If CUDA is working correctly, you will see the following response:

```
nvcc: NVIDIA (R) Cuda compiler driver
```

## Compile Meilisearch

First, clone Meilisearch:

```sh theme={null}
git clone https://github.com/meilisearch/meilisearch.git
```

Then, compile the Meilisearch binary with `cuda` enabled:

```sh theme={null}
cargo build --release --features cuda
```

This might take a few moments. Once the compiler is done, you should have a CUDA-compatible Meilisearch binary.

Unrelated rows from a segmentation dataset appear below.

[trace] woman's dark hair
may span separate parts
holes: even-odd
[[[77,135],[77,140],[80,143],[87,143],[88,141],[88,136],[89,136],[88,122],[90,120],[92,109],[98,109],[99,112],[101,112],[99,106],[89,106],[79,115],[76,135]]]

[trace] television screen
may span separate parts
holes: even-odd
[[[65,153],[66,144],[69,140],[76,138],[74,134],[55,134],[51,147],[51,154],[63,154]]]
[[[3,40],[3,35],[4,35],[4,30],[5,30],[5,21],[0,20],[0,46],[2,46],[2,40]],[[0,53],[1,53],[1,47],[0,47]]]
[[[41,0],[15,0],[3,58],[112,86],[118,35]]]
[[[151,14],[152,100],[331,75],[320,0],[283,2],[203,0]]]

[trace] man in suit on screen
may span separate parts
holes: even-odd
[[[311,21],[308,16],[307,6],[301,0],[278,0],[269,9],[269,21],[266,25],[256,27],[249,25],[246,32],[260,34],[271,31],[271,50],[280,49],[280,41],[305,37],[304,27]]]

## Configure the Hugging Face embedder

Run your freshly compiled binary:

```sh theme={null}
./meilisearch
```

Then add the Hugging Face embedder to your index settings:

```sh theme={null}
curl \
  -X PATCH 'MEILISEARCH_URL/indexes/INDEX_NAME/settings/embedders' \
  -H 'Content-Type: application/json' \
  --data-binary '{ "default": { "source": "huggingFace" } }'
```

Meilisearch will return a summarized task object and place your request on the task queue:

```json theme={null}
{
  "taskUid": 1,
  "indexUid": "INDEX_NAME",
  "status": "enqueued",
  "type": "settingsUpdate",
  "enqueuedAt": "2024-03-04T15:05:43.383955Z"
}
```

Use the task object's `taskUid` to [monitor the task status](/reference/api/tasks/get-task). The Hugging Face embedder will be ready to use once the task is completed.

## Conclusion

You have seen how to compile a Meilisearch binary that uses your Nvidia GPU to compute vector embeddings. Doing this should significantly speed up indexing when using Hugging Face.